Our gut bacteria forms a line of defence against harmful pathogens, but lots of things can disrupt this important barrier. Poor lifestyle choices, stress, antibiotics and other medication can all deplete the good stuff. However, evidence suggests that nourishing our gut with live, desirable bacteria through eating fermented foods or taking a good quality probiotic, contributes positively to maintenance of our important gastrointestinal barrier.
Should I Go Vegan to Prevent Covid?
Even before this research was published, the World Health Organization (WHO) already recommended we strengthen our immune systems during the pandemic. They suggest eating fresh, unprocessed foods, such as vegetables, legumes, and whole grains but according to the Centres of Disease Control and Prevention
If you've been thinking about switching to a more plant-based regime for a while, this might be the final nudge you need to take that extra step towards a vegan diet. As a vegan myself, I can only speak positively about the incredible impact a plant-based diet has had on my overall health.
Plant-based foods provide me with all the vitamins and nutrients I need. I have so much energy, my iron levels are great and most importantly I feel fantastic!

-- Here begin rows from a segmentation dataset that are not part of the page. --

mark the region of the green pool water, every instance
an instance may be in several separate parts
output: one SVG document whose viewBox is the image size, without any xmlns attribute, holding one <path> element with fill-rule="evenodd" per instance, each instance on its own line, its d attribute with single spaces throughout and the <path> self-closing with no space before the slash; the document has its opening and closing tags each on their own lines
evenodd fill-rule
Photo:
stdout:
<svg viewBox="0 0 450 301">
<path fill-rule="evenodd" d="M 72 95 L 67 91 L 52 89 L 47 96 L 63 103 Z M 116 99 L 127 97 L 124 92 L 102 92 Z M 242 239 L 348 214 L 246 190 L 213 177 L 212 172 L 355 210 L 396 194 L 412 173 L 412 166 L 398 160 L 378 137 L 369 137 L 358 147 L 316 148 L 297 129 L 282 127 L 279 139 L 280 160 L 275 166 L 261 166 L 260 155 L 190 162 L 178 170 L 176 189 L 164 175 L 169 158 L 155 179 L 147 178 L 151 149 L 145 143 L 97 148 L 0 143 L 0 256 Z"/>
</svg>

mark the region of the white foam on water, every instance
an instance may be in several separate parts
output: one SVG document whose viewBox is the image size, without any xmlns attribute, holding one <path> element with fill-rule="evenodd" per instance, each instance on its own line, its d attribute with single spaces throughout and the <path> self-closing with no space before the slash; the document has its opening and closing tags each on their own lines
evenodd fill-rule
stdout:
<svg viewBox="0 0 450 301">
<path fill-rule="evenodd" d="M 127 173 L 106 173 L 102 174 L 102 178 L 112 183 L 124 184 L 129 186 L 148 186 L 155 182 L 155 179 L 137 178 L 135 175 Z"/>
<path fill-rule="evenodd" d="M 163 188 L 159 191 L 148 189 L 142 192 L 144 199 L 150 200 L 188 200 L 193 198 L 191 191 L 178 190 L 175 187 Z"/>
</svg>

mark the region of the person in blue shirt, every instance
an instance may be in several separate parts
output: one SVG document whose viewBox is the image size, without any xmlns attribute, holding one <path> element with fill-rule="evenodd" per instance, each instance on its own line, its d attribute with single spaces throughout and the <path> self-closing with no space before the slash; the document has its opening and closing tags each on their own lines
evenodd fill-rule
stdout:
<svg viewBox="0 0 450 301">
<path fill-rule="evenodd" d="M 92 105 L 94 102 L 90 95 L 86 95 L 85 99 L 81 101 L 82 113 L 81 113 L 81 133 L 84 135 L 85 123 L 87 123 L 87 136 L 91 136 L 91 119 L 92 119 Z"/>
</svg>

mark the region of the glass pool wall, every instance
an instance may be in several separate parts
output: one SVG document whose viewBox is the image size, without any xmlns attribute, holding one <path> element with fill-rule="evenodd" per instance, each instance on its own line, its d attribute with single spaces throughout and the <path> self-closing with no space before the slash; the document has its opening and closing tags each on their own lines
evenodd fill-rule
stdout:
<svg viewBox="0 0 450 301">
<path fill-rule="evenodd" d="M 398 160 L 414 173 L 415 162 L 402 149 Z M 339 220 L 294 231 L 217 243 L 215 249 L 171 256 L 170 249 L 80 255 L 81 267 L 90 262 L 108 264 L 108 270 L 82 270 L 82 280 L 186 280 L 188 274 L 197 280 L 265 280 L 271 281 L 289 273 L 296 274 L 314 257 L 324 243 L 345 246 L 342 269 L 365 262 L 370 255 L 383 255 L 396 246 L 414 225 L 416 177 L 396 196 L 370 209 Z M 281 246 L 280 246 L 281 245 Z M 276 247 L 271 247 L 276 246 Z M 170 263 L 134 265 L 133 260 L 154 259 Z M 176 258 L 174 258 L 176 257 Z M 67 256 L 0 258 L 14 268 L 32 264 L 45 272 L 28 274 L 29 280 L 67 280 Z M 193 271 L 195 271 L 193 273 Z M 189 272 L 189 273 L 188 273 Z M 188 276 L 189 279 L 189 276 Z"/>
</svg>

If you're a little overwhelmed at the prospect of going fully plant-based, it's still important to ensure you're getting plenty of plant-based foods such as vegetables, fruit, nuts and seeds at every meal. Slowly transitioning to a pescatarian diet could work well if you're not quite ready to dive in at the vegan deep end just yet. I'd recommend opting for wild caught, sustainable, low mercury fish wherever possible.
Every step you take towards including more plant-based ingredients in your meals each day is a positive one. There's plenty of work still to be done it seems to encourage the 'prevention over cure' principle, but research like this can only help encourage the world to become a healthier, kinder, more compassionate place.